#786 closed defect (fixed)

TypeError when repairing an (unrecoverable?) directory

Reported by: zooko Owned by: francois
Priority: major Milestone: 1.6.0
Component: code-mutable Version: 1.5.0
Keywords: repair verify availability usability news-done Cc:
Launchpad Bug:

Description (last modified by zooko)

I had just brought my laptop out of sleep and it hadn't yet connected to a wireless network when I clicked on the bookmark to take me to my blog. It said something to the effect that the file was unrecoverable, and I saw that the network had just about finished coming up (according to the little radio wave icon thingie at the upper-right-hand corner of my Mac OS X desktop), so I hit reload. It said:

/Users/wonwinmcbrootles/playground/allmydata/tahoe/trunk/trunk/src/allmydata/mutable/retrieve.py, line 113 in __init__
111        self._status.set_active(True)
112        (seqnum, root_hash, IV, segsize, datalength, k, N, prefix,
113         offsets_tuple) = self.verinfo
114        self._status.set_size(datalength)

Locals
verinfo	None
prefix	'6s64w'
self	<allmydata.mutable.retrieve.Retrieve instance at 0x37a4828>
<type 'exceptions.TypeError'>: 'NoneType' object is not iterable

I'll attach the full resulting error page and the two incident report files that were generated.

Attachments (3)

Change History (22)

comment:1 Changed at 2009-08-11T17:02:02Z by zooko

  • Description modified (diff)

Changed at 2009-08-11T17:02:32Z by zooko

comment:2 Changed at 2009-08-11T17:06:05Z by zooko

allmydata-tahoe: 1.4.1-r3997, foolscap: 0.4.2, pycryptopp: 0.5.15, zfec: 1.4.5, Twisted: 8.2.0, Nevow: 0.9.31-r15675, zope.interface: 3.1.0c1, python: 2.5.4, platform: Darwin-8.11.1-i386-32bit, sqlite: 3.1.3, simplejson: 2.0.9, argparse: 0.8.0, pyOpenSSL: 0.9, pyutil: 1.3.34, zbase32: 1.1.0, setuptools: 0.6c12dev, pysqlite: 2.3.2

comment:3 Changed at 2009-08-11T22:40:31Z by warner

  • Component changed from code to code-mutable
  • Owner somebody deleted

Hrm. verinfo=None is a likely way for one piece of code to tell another that there are no recoverable versions, and something should notice that and raise a file-not-recoverable error instead of a confusing+ugly not-iterable error, but of course the real question is why this behavior occurred the second time you tried to download it, when presumeably all your connections had become established.

Maybe only some of your connections were established by the second attempt, and this is an error which occurs when some but not all of the shares were retrieveable.

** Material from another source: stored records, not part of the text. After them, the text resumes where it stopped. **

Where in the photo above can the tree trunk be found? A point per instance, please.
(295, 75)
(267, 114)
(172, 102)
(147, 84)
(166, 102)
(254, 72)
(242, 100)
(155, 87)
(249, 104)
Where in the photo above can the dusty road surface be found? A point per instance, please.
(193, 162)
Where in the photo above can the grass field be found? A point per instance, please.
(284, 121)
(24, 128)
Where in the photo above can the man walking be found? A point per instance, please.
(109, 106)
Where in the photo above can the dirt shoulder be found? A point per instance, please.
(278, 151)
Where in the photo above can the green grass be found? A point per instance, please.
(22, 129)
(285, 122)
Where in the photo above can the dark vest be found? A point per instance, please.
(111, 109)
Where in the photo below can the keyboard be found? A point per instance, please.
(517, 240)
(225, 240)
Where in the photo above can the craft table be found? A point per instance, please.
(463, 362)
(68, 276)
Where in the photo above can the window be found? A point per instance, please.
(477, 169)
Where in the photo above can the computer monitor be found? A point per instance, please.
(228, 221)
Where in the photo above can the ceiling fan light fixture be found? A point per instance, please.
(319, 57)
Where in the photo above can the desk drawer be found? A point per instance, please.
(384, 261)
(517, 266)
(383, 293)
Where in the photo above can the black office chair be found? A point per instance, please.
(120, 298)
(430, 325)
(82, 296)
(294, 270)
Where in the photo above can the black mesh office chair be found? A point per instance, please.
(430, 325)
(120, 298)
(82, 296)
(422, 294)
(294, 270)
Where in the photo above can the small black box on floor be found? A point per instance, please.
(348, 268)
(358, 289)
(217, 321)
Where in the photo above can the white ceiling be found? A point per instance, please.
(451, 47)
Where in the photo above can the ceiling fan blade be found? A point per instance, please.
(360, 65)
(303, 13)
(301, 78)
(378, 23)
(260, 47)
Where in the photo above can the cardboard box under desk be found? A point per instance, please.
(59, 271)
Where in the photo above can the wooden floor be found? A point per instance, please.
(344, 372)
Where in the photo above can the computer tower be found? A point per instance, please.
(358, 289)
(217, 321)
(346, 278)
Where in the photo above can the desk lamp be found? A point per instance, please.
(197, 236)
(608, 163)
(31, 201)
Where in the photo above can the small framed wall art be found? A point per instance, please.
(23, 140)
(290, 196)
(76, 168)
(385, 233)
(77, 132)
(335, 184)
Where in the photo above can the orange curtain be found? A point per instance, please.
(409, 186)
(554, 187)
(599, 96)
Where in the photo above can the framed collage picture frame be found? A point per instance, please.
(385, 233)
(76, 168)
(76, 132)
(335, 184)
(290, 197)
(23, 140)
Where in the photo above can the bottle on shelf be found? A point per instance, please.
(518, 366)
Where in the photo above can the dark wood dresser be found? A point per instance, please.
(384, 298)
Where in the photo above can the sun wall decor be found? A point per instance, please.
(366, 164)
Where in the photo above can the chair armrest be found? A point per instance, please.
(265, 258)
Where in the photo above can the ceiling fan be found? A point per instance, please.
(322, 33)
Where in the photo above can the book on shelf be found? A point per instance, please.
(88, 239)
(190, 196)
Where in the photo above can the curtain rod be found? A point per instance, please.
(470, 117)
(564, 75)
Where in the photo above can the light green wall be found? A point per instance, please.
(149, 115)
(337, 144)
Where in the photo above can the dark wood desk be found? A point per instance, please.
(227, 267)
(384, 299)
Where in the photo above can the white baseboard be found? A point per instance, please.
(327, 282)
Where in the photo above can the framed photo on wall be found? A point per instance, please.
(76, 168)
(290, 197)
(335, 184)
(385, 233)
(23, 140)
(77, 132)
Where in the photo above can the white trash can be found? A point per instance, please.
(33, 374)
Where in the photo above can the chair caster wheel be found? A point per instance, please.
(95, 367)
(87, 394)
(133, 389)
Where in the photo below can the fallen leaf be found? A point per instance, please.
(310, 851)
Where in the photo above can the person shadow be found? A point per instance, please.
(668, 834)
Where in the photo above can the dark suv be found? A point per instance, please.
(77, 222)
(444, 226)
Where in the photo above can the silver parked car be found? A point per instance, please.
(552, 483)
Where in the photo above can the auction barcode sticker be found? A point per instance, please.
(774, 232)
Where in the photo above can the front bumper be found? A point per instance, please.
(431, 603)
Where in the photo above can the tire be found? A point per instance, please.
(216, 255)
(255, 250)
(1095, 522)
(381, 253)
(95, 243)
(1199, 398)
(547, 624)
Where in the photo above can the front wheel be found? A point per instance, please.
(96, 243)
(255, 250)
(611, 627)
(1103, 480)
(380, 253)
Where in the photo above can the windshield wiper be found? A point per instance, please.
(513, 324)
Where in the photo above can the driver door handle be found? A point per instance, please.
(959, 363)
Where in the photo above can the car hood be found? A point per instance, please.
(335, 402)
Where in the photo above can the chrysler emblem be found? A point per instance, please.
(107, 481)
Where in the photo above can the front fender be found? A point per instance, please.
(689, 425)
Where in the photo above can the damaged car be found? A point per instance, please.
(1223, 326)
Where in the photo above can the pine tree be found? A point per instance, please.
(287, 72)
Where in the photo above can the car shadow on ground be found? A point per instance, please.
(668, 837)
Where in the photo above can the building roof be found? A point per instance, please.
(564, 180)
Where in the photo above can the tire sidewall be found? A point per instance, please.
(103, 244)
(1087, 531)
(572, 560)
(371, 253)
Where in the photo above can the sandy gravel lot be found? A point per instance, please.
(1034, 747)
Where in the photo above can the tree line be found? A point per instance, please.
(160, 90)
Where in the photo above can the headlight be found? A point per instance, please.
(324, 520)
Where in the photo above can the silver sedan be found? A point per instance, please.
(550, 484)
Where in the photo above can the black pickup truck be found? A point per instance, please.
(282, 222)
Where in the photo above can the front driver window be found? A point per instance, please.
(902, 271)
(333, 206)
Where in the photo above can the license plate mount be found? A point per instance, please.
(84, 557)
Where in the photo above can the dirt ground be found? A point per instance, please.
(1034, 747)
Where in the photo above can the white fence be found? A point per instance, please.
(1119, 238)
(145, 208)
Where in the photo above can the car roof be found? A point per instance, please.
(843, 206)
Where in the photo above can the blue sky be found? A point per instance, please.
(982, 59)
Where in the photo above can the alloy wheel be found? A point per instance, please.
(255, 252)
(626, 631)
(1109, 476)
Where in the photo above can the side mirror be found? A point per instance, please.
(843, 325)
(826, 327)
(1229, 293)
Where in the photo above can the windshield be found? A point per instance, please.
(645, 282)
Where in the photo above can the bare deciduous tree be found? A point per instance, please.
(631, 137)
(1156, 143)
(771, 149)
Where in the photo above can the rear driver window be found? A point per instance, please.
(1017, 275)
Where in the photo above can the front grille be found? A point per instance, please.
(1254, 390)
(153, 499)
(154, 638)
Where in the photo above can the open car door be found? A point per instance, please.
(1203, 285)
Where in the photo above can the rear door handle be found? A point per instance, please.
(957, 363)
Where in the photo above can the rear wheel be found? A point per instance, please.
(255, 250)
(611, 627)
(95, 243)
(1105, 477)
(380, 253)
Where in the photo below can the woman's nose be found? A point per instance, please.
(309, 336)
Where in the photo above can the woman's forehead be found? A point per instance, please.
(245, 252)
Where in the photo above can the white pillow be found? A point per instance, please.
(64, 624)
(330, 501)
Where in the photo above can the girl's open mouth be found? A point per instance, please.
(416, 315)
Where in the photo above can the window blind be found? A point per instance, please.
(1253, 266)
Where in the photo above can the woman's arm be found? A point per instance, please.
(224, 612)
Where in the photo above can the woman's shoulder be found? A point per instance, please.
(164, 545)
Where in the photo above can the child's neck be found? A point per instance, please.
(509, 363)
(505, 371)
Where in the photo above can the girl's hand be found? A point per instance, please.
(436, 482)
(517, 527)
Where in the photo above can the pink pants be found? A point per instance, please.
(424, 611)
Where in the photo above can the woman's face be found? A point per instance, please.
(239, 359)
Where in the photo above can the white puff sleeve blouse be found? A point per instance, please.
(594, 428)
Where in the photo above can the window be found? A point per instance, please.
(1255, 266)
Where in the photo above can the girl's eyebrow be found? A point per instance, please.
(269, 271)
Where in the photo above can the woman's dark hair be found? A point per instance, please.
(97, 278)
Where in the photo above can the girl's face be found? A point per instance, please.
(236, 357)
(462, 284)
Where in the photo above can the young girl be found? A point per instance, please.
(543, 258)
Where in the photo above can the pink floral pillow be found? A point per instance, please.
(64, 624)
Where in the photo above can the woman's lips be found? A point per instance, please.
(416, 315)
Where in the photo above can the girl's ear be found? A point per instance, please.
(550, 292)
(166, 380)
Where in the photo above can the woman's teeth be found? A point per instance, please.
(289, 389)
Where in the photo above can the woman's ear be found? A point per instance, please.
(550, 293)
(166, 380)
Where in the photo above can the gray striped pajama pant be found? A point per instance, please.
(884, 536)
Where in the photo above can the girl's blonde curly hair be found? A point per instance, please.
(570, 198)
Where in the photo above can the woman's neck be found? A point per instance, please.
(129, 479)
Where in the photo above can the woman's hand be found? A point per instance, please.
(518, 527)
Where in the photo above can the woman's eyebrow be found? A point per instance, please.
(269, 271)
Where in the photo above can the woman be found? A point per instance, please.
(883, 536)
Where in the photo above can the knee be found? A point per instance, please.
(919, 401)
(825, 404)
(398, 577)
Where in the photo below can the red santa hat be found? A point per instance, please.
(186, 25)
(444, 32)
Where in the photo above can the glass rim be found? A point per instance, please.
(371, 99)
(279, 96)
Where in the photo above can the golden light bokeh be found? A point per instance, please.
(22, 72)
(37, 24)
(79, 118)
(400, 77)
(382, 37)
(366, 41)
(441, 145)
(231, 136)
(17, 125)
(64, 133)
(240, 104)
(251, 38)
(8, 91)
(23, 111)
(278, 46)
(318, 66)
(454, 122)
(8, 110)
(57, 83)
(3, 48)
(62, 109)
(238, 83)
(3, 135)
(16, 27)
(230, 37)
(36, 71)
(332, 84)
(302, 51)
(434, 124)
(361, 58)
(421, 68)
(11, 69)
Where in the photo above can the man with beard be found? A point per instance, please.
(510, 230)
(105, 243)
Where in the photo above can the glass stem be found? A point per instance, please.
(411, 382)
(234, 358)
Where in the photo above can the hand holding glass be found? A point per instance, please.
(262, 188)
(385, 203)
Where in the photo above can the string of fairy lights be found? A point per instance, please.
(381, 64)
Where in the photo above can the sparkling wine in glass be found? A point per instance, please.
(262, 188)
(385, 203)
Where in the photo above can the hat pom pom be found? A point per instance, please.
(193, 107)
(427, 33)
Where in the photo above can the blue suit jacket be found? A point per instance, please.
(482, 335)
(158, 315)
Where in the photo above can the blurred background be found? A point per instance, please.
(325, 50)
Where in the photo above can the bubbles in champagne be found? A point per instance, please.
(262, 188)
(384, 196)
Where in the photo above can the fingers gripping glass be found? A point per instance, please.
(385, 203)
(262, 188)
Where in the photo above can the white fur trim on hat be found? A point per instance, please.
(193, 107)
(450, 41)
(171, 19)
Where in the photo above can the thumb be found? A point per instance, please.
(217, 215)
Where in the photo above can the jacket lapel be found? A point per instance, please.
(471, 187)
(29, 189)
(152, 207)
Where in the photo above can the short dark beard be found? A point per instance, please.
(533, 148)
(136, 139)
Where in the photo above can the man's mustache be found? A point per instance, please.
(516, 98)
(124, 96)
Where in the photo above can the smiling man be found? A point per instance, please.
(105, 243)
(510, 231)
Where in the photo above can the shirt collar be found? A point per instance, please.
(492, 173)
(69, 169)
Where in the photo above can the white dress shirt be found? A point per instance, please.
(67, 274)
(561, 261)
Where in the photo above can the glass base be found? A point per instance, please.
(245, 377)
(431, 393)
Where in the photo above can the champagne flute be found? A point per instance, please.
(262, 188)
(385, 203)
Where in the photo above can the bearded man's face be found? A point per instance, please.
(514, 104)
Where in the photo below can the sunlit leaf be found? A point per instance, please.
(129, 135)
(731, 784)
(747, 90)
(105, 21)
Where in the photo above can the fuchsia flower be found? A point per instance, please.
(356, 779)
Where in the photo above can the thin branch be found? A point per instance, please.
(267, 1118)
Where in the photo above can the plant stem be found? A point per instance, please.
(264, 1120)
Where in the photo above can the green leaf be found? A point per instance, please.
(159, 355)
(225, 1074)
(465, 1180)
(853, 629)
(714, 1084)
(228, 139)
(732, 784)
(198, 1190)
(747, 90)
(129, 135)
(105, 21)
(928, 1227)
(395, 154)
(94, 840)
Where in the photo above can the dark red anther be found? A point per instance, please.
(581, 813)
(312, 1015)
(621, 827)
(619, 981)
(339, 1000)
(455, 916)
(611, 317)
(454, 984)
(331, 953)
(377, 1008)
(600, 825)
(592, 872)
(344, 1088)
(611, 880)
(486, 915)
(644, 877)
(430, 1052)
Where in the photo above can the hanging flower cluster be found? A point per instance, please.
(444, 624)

When I get a chance, I'll try to look at the incidents you attached and see if I can distinguish between these two situations. Thanks for including all the details and incident reports.. that will greatly help to analyze this one!

comment:4 Changed at 2009-08-12T14:07:27Z by zooko

Hm, I think I might have misremembered the sequence of events. I don't think I "hit reload". I think instead I started a deep-check-verify-repair-renew on the directory that contains my blog. I'm sorry that I don't remember for sure.

comment:5 Changed at 2009-08-12T14:08:29Z by zooko

By the way, if you get a chance to reconsider #653 (introducer client: connection count is wrong, VersionedRemoteReference needs EQ), the answers to the questions on that ticket might be relevant to this ticket.

comment:6 Changed at 2009-10-27T05:37:53Z by zooko

  • Owner set to warner

Brian: any ideas or suggestions of things I can do to help on this one?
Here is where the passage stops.